User:Gang Chen/GSoC 2013 Application: "Sliding Window PoS Tagger"

From Apertium
Jump to navigation Jump to search

List your skills and give evidence of your qualifications.

I am currently a 2-nd year postgraduate majoring in Natural Language Processing.

During the recent 2 years, I have been interning in a statistical machine translation team of Youdao Inc..

There, I brought up 2 language pairs (Spanish-Chinese and Russian Chinese) into online services [1]. With that chance, I explored the whole pipeline of a statistical machine translation system, including bilingual data crawling and filtering , word alignment, model extraction, and parameter tunning, etc.

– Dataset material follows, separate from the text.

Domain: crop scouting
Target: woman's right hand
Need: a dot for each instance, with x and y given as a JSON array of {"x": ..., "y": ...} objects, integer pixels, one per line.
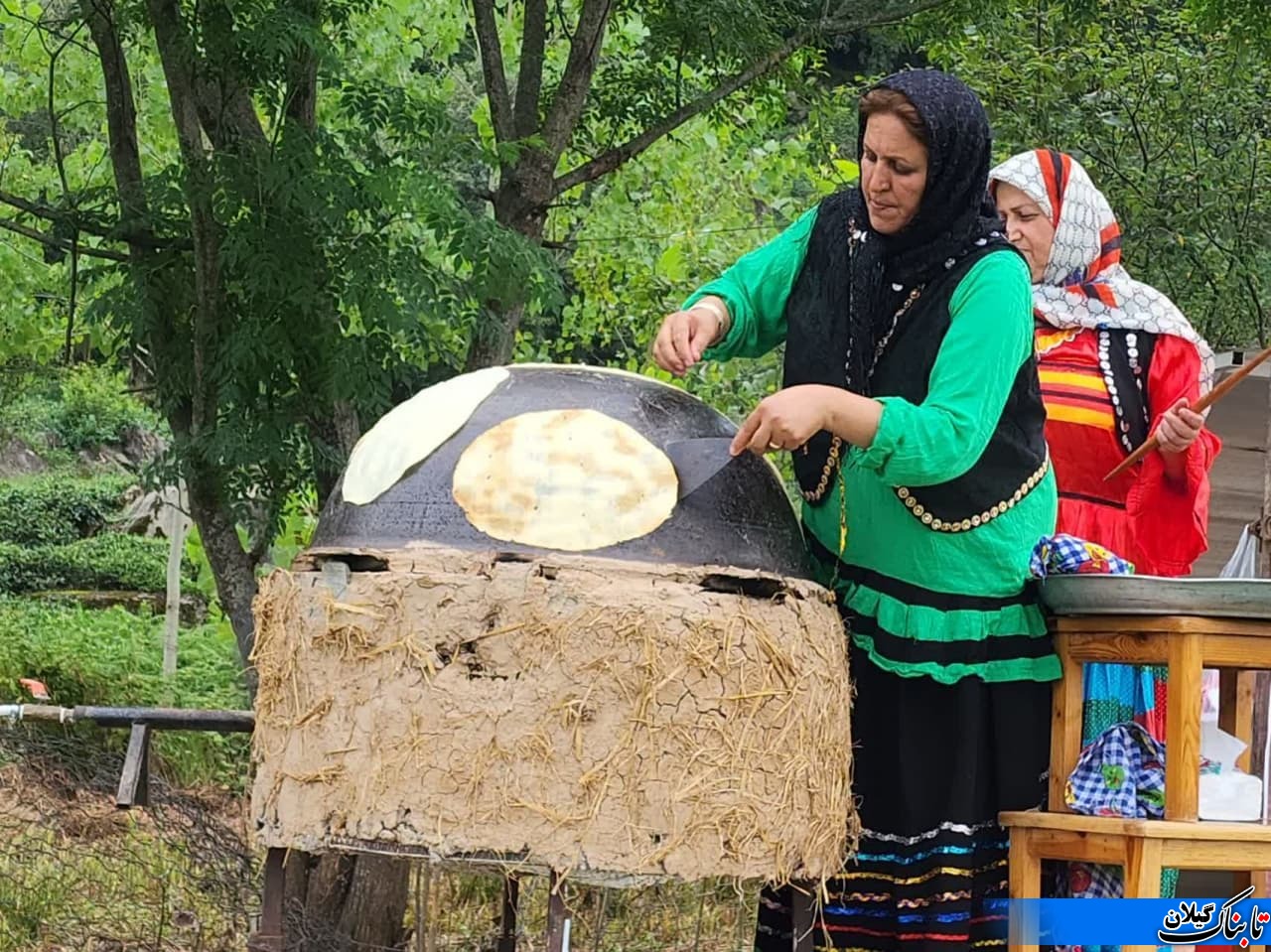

I also used Map-Reduce framework to processe large amounts of text, to improve the Ngram language models, which a significant +0.5 BLEU quality improvement for Chinese-English translation. During that, I watched and analysed a lot of raw text and ngram data, read many papers on data selection and domain adaptation, and conducted various kinds of experiments on text filtering and cleaning. Thanks to that project, it made me form a habit of analysing bad cases and data, instead of blindly doing the black-box parameter tuning without thinking.

Besides, I also took part in a project for speeding up the translation decoder, and gained a significant 2x efficiency improvement at very little quality cost. We watched a lot of bad cases, analyse them linguistically, and finally we made a good balance between translation qualitiy and speed.

During my undergraduate period, I took courses on linguistics, mathematics and computer science, where I got the basic knowledge about languistic analyses and programming. I also took part in the development of some NLP systems, such as the construction of Chinese Concept Dictionary, which is a a WordNet-like Chinese ontology, a lexical similarity computation software written in Java, and especially, an supervised HMM PoS tagger written in C++, which I think may help to the implementation of the Sliding-window PoS tagger.

As to the coding skills, I have 3 years' experience programming in Java and C++, and I am also familiar with basic Python and Shell for dealing with light-weight tasks.

With the knowledge and experiences on natural language processing, I am confident in accomplishing the task well.

This is the first time that I take part in an open source project, and I'm excited about it! I have been using open source toolkits for long, for example, the Moses machine translation toolkit, Srilm language model, OpenNLP toolkit, etc, and they all brought great help to me. I'd be happy to make some contributions to the open source community, and try best to adapt myself to the open source developing environment.